Nancy Pelosi’s recent visit to Taiwan (2 August 2022) has also given EU member states pause for thought. Ukraine was meant to be a US-directed war against Russia that would be over in a matter of weeks and be of net benefit to the European Union. This, however, has not happened. Instead, European governments have become more unstable and, militarily, they have shot themselves in the foot. Now, rather than concentrating on the big plan of defeating Russia, it is beginning to look as though the US has a bigger plan — and one that does not benefit Europe. All the Biden administration has achieved, as far as Europe can see, is a closer military relationship between Russia, the PR China, and India. Potentially, in any deterioration of this situation, it would be the streets of Berlin and not Mykolaiv that would be the frontline of the US’ war with Russia (not to mention the radioactive cloud blowing west from the exploded Zaporizhia nuclear power plant).
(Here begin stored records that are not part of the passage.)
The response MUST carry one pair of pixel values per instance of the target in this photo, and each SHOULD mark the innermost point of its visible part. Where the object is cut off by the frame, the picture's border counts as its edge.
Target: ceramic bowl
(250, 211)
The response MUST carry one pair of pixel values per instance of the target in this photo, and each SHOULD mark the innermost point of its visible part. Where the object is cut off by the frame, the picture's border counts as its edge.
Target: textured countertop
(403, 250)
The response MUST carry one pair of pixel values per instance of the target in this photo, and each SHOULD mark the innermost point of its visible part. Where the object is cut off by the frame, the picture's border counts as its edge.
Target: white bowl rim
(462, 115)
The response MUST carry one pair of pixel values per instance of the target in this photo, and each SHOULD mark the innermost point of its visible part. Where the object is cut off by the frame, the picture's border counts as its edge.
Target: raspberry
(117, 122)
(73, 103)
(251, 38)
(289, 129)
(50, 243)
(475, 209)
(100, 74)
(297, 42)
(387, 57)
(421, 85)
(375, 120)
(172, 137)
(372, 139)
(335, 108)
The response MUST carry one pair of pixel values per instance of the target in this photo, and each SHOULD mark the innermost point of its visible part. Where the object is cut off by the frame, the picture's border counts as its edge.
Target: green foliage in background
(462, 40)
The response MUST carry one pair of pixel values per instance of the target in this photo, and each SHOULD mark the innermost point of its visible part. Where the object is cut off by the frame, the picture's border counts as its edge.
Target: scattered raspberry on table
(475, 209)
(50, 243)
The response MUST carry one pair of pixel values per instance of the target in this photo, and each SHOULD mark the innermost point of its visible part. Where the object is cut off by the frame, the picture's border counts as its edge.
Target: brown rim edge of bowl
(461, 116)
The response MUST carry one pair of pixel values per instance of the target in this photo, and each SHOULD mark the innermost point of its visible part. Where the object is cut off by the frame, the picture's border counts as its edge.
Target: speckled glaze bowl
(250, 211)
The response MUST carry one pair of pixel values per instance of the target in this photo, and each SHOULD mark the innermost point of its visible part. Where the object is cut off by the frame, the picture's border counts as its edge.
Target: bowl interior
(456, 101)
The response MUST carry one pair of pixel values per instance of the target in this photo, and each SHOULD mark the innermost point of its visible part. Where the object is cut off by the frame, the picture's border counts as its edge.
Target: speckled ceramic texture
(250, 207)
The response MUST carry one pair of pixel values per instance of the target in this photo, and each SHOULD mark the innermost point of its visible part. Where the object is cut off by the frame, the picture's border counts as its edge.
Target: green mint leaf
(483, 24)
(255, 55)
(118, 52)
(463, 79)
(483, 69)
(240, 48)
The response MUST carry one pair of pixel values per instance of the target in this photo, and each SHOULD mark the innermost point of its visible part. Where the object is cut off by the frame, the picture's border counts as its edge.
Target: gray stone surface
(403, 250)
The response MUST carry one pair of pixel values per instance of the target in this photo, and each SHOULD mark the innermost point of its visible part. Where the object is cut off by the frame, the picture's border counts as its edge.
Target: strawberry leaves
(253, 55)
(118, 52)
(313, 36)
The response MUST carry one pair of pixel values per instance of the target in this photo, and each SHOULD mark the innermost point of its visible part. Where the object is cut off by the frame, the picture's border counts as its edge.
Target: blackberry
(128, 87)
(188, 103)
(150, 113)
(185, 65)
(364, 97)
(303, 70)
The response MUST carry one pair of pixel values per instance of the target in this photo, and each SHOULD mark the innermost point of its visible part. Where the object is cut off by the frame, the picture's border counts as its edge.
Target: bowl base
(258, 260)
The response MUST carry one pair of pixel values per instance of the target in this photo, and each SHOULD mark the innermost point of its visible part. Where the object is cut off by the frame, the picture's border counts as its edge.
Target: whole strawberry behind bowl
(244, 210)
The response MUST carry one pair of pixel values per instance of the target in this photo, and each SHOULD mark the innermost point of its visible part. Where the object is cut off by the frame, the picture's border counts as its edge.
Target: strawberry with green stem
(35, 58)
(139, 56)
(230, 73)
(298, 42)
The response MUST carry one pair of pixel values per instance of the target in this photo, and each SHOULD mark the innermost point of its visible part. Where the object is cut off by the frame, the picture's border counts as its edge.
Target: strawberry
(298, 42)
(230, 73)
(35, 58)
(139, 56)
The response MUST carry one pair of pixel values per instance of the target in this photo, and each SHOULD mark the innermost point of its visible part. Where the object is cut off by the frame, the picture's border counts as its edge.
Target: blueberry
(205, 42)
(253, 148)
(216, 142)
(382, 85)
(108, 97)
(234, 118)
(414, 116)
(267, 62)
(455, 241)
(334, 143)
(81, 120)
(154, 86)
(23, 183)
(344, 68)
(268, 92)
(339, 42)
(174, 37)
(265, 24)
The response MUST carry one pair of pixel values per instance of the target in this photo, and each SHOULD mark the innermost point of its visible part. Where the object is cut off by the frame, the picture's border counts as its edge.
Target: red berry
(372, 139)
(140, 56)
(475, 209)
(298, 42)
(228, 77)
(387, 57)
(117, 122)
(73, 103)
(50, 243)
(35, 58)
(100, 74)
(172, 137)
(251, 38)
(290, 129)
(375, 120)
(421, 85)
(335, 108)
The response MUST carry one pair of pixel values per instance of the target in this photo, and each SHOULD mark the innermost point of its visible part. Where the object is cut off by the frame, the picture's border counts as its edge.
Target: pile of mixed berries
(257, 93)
And all of this to save Volodymyr Zelenskyy with his pre-prepared lines like needing ammo and not a ride. The Churchillian Zelenskyy myth was always going to wear thin. The lies and obvious propaganda were always going to catch up on him. What might have done for a short war, certainly does not do for a long war. Every conceivable effort went into convincing us the Nazis were not in control — he’s Jewish after all — but all we have seen are swastika tattoos and SS insignia (even in a NATO tweet). It took him a while, but he eventually switched up his wardrobe — maybe it was the Vogue photoshoot, and now he’s sporting a traditional Ukrainian embroidered Vyshyvanka; yet another clear nod to the Nazi ideology of the rustic Banderites of the 1930s and 40s. All the Nazi stuff makes Europe uncomfortable at a pretty deep level, but it is all Zelenskyy has left — and it will be the only thing of value to him when Europe makes its excuses and leaves him and Ukraine to their fate.
Jason Michael McCann, M.Phil. (TCD) Conflict Studies The author holds a postgraduate degree in Race, Ethnicity and Conflict from the University of Dublin, Trinity College, and an academic fellowship in the study of conflict from the University of West Flanders. He has published on the history of the Auschwitz-Birkenau extermination camp and the murder of the Hungarian Jews in 1944.